A lot of them have low mileage from only driving to and from school each day. So why are they so cheap? Well, it’s pretty obvious. There was a family in my neighbourhood who used to drive an old hearse. I’m sure that the hearse was a great deal for the owner. I am also sure half the town sung the Addams family song when it drove past them.
The problem with buying a school bus is: it is a school bus. You have to spend a lot of money on it to make it not a school bus and even then, like an old Pizza Hut, you still know what it really is.
When you think about it, having a separate transportation fleet to drive children to school in the morning and back in the afternoon is pretty crazy.
In most countries, school buses are just regular buses, sometimes with a sign that says “School.” In New Zealand, public transit buses are equipped with a split flap sign that converts the bus between the two with a twist of the knob from a transportation worker. After the kids arrive at school in the morning, the school bus becomes...any other public bus.
The city of Montreal has a fleet of around 2000 buses and is currently experiencing a shortage of them. Meanwhile there are currently 9000 school buses in Quebec spending most of their life driving two trips a day. Even if you share drivers, the driver will find themselves sitting in a useless yellow bus at 8:30am and 4pm each day just as commuters need them. It all seems really inefficient.

When you ask people about this, they will often have two different lines of reasoning. One is that they are safer, the other is that the buses have to be able to make it to rural areas. Both kind of explain why the other is incorrect.
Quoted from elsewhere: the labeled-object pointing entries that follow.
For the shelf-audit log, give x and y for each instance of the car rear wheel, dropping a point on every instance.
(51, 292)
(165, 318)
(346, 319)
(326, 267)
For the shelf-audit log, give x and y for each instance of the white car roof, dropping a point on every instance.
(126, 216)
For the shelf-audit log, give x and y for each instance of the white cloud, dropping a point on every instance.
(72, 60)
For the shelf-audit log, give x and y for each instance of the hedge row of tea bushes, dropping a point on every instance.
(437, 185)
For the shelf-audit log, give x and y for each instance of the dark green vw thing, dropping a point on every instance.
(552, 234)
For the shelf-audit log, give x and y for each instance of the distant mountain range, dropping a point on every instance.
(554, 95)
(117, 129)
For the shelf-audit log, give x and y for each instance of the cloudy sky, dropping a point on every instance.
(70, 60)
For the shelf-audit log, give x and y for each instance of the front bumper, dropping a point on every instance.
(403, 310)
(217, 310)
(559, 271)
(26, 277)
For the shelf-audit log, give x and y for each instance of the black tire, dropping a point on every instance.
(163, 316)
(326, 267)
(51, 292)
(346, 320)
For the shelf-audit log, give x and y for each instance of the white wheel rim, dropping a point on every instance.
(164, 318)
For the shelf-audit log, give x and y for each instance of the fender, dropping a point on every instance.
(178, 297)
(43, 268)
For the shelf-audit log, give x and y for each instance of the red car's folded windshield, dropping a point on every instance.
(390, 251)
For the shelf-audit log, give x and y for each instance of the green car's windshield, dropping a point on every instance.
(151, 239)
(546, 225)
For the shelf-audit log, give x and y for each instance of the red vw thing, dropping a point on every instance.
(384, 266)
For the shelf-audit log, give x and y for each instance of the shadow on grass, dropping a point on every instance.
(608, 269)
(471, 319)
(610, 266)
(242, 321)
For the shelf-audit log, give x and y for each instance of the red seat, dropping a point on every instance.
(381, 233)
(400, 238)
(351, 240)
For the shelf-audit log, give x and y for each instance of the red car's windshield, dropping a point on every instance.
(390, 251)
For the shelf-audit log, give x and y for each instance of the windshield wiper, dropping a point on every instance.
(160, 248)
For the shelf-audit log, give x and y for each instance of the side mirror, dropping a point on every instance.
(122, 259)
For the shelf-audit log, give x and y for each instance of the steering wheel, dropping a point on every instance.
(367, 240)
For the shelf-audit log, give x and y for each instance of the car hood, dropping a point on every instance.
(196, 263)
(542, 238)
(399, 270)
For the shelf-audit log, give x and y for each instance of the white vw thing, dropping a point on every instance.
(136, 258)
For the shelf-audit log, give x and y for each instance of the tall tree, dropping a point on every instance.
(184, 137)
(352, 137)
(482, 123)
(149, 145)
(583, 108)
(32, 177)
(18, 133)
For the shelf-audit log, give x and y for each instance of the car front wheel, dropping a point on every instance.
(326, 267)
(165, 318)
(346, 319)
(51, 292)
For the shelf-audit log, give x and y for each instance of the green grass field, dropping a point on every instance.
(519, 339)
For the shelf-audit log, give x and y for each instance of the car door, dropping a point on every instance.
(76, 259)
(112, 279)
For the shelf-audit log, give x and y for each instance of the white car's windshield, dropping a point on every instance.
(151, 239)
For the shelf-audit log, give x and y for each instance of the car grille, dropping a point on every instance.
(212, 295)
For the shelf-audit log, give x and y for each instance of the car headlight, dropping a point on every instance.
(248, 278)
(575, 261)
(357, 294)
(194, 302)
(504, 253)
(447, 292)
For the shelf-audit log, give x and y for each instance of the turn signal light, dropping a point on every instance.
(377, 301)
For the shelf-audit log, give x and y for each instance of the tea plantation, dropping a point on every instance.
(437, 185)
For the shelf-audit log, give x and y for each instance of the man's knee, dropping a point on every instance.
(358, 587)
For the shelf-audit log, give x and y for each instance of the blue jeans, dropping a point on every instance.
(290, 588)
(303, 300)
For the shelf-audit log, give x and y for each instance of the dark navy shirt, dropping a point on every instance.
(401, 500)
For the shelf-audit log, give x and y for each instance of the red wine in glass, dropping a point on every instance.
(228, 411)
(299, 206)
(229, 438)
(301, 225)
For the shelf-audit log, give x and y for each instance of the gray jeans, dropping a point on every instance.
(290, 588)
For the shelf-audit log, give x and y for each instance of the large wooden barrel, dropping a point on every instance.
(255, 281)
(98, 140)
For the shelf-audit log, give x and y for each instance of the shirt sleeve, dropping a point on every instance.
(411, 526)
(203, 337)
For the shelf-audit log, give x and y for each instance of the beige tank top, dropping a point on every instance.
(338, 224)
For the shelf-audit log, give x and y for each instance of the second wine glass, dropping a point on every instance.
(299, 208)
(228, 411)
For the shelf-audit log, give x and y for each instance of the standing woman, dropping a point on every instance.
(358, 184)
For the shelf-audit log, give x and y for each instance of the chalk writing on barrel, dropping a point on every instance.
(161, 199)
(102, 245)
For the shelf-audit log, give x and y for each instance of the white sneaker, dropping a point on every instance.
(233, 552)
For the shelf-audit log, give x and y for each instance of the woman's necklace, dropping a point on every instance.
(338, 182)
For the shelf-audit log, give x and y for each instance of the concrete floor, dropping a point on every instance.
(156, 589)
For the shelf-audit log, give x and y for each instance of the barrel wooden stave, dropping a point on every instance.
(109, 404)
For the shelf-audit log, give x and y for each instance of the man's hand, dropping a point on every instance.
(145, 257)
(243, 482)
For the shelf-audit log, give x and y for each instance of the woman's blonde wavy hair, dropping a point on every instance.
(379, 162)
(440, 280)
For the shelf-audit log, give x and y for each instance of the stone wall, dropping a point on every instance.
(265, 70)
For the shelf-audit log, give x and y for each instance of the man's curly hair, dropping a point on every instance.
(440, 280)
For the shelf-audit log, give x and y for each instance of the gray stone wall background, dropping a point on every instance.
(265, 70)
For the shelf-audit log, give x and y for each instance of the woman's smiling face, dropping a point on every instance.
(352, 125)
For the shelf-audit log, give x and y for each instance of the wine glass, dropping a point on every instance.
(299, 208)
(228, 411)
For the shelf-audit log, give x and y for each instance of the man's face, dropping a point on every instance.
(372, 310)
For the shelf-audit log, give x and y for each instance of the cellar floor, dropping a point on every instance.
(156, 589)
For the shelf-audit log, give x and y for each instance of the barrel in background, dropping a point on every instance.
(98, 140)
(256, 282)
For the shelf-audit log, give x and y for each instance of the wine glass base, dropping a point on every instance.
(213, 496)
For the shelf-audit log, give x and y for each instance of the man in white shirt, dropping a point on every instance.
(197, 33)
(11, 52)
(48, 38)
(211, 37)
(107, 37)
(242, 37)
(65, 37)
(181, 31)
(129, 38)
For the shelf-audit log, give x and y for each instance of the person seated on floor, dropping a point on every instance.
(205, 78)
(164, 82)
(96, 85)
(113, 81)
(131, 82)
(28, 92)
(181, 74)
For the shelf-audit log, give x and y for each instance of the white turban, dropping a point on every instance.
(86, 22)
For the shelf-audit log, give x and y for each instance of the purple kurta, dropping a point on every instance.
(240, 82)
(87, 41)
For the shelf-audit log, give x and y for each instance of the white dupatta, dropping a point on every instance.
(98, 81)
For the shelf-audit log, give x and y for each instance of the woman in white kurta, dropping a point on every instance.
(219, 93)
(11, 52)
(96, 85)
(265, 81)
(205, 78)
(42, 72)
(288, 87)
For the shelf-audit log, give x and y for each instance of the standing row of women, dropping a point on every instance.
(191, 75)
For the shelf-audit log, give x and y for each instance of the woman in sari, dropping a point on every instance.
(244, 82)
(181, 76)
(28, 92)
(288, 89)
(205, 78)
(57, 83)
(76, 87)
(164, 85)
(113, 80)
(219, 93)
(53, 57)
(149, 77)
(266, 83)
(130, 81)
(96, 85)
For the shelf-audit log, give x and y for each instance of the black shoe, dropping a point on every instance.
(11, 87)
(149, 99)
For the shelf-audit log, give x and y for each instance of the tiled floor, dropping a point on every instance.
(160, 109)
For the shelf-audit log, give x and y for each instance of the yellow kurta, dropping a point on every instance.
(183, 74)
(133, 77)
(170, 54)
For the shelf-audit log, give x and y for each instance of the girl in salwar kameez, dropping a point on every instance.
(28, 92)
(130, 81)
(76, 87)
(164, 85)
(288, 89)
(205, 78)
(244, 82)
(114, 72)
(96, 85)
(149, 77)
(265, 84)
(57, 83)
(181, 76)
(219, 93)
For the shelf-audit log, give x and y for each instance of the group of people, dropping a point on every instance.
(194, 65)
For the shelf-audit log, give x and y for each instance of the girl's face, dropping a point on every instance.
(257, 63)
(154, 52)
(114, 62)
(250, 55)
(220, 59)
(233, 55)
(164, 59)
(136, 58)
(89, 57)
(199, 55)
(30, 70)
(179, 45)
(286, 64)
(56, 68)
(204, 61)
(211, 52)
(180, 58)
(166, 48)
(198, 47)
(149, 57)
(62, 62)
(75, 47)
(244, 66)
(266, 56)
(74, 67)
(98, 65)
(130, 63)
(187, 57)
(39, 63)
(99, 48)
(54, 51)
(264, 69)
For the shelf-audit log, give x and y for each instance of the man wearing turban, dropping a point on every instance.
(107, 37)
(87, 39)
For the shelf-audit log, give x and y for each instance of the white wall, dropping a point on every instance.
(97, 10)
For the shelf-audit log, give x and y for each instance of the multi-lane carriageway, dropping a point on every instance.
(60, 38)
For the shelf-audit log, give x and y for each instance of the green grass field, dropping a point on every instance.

The safety thing is pretty mediocre because it’s retrofitted reasoning, this is no evidence to back it over a regular bus. The reality is these school buses do actually have their origins in rural America. It’s easy to forget, but public education was a point of pride for America, which was mostly rural until the 1920s. They didn’t want students in all the places with no public transport missing out on school, so they had horse-drawn carriages called Kid Hacks that picked up distant children and took them to school. My grandma said that a horse took her to school, and then went home by itself afterwards, but the Tupper family from Nova Scotia are notorious liars, so take that with a grain of salt.
So it seems pretty obvious that the best system would be a hybrid one where you improve the public transit system in cities by sharing buses. And for the small number of students remaining in rural places, you can still go with a dedicated bus. So why don’t we shift over in North America?
It seems the evil beak of Blue Bird Corporation has pecked the public pockets by cozying up to politicians and legislators across the country together with their primary collaborators FirstGroup. No. Although the usual regulatory capture that comes from America’s embarrassing system of legal corruption is always there to some degree, this probably isn’t the Schoolbus Industrial Complex. This is probably mostly the fault of North America’s isolation from the rest of the world. Why do we have crappy banks, internet and healthcare here? Because we don’t realise that we’re doing something dumb because the only other country we interact with regularly has a weird system, too. Also, we just like those buses and the memories they contain; notes passed about crushes, arguments about bands and bus drivers battling migraines telling us to quiet down.